Sobre el caso del fundador de los Legionarios de Cristo, Marcial Maciel, Navarro- dijo que es "lamentable y enigmático" y reivindicó que el procedimiento canónico contra el religioso empezó con Juan   Pablo II. Según explicó, este proceso es lento y por eso se terminó el primer año del pontificado de Benedicto XVI.  
"Yo di claramente la noticia sin tapar ni esconder nada", apuntó.
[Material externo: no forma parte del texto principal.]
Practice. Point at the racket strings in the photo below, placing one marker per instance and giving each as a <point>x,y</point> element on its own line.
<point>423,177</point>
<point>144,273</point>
Así, calificó de "estupidez" que se acuse al Papa Wojtyla de haber ocultado los hechos pues "el procedimiento comenzó cuando era Papa".

Encuentros con Gorbachov, Castro o Sor Lucía

Sobre su libro, que acaba de llegar a España --antes fue publicado  en Italia--, Navarro-Valls reconoció que lo ha escrito "pensando en los hechos y reflexionando sobre ellos para descubrir la verdad que esconden".

La obra incluye encuentros con altos cargos, de los que destaca el que mantuvo con Mijaíl Gorbachov, a quien define como "un personaje de gran vitalidad y de una sonrisa fácil". "La historia no ha sido del todo justa con él", considera.  
Al margen de los encuentros --entre otros, con Fidel Castro o Sor Lucía--, en el texto también se abordan los acontecimientos más relevantes de la historia, cuestiones de actualidad y temas como la bioética, la ecología, el celibato o la crisis económica. El nuevo libro ofrece al lector experiencias vividas durante los años que Navarro Valls acompañó al Papa Juan Pablo II. Recoge algunos de sus artículos publicados en el diario 'La Repubblica' y otros escritos inéditos.